Windows NLB and Application Level health check

Recently I came across a scenario where requirement was having Active Passive windows NLB.  So, if Active node experiences issue we should ensure that all the Application related services are stopped on that node and these services are started on passive node. To achieve the failover we need the health check. Windows NLB provides support for all network failures such as active node looses network connectivity, is shut down or crash. In all these cases windows NLB will start sending connections to passive node. However, what if application related service crashes, hangs or stops servicing the connections? Does windows NLB offers any options to initiate failover options with Application level health check?
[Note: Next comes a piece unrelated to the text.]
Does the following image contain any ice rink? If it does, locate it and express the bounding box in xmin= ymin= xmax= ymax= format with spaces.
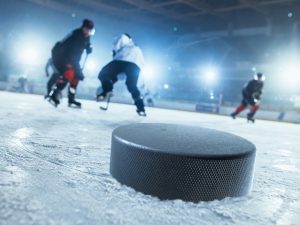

Windows NLB is great feature for network load balancing, it has not evolved much since windows 2000 days and it does not address above questions directly. However, Microsoft does provide some sample script templates for Monitoring Application Level Health which can be enhanced as required.

I also came across another blog by DAVID TOSOFF, where he has provided a brilliant script which can be configured for application level health check and can be customized to work with any application for NLB. What more is it can also be configured to run as a service.

However, all i needed is to have a script which will check if certain services are running on Active node. If any of the service is not running, stop all services on Active Node, make it passive, start services or passive node and make it active. After looking for few pieces of code from different blogs and forums i came up with below Power shell script to accomplish this task.

In addition to the service health check and initiating failover, this script also provides basic health check and recovery for NLB cluster.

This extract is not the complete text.